A man arrested for whom police needed a flash grenade to flush out of a Black Creek public washroom was sentenced in provincial court in Courtenay Tuesday.
Stephen Charles Pawlak, 44, of Campbell River was given a four-year sentence for weapons charges, but with credit for time in custody, this brought the net time down to two years less a day.
Pawlak was arrested in October 2019 after an altercation at the Black Creek General Store where, carrying a pistol, he pulled in to use the washroom.
“The police waited for five minutes,” Judge Brian Hutcheson said.
Pawlak tried to block the door, and police ultimately used a flash grenade.

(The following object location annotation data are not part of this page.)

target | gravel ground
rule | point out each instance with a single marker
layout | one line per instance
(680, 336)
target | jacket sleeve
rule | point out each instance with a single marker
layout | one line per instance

RCMP had been following him after receiving information from a retired police officer that Pawlak had mentioned shooting an RCMP member in the face if the RCMP member approached him. The witness was concerned that Pawlak was in an agitated state and reported it to police. The witness’s initial interaction with Pawlak over the weapon had taken place a couple of weeks before.
“Mr. Pawlak had the gun for a minimum of two weeks,” Hutcheson said, adding there was no evidence the accused had any intent to dispose of the gun, a .38-calibre pistol.
Initially, Pawlak was charged with uttering threats, along with seven other charges, mostly weapons related.
Last October, he pleaded guilty to two of the eight charges: one for the firearm and ammunition and a second for possession contrary to a court order. The other charges were stayed.
In court Tuesday, Hutcheson considered mitigating factors such as Pawlak’s difficult upbringing, which included abuse, substance abuse and his pleas to the two charges. A pre-sentence report outlined challenges for him, but also included comments from a couple of corrections officers that his behaviour in custody has improved as he has gotten older.
As aggravating factors, the judge had to consider principles such as denunciation of firearms as well as Pawlak’s record of nearly 50 offences, including five robberies, break-ins, assaults and previous lifetime firearms bans.
“The Crown points to Mr. Pawlak’s lengthy record,” Hutcheson said.
Hutcheson’s decision for a four-year sentence fell midway between what Crown and defence counsel considered appropriate. What followed was a sometimes convoluted math exercise between the judge and the lawyers that came down to a matter of days. In the end, all sides agreed for the sum of two years less a day, which was in line with Pawlak’s wish for provincial rather federal time. The count for breaching the firearm ban also got a one-year concurrent sentence.
Pawlak’s sentence also includes a DNA order, a firearms ban and a probation order for two years that consists of a non-contact order with a witness.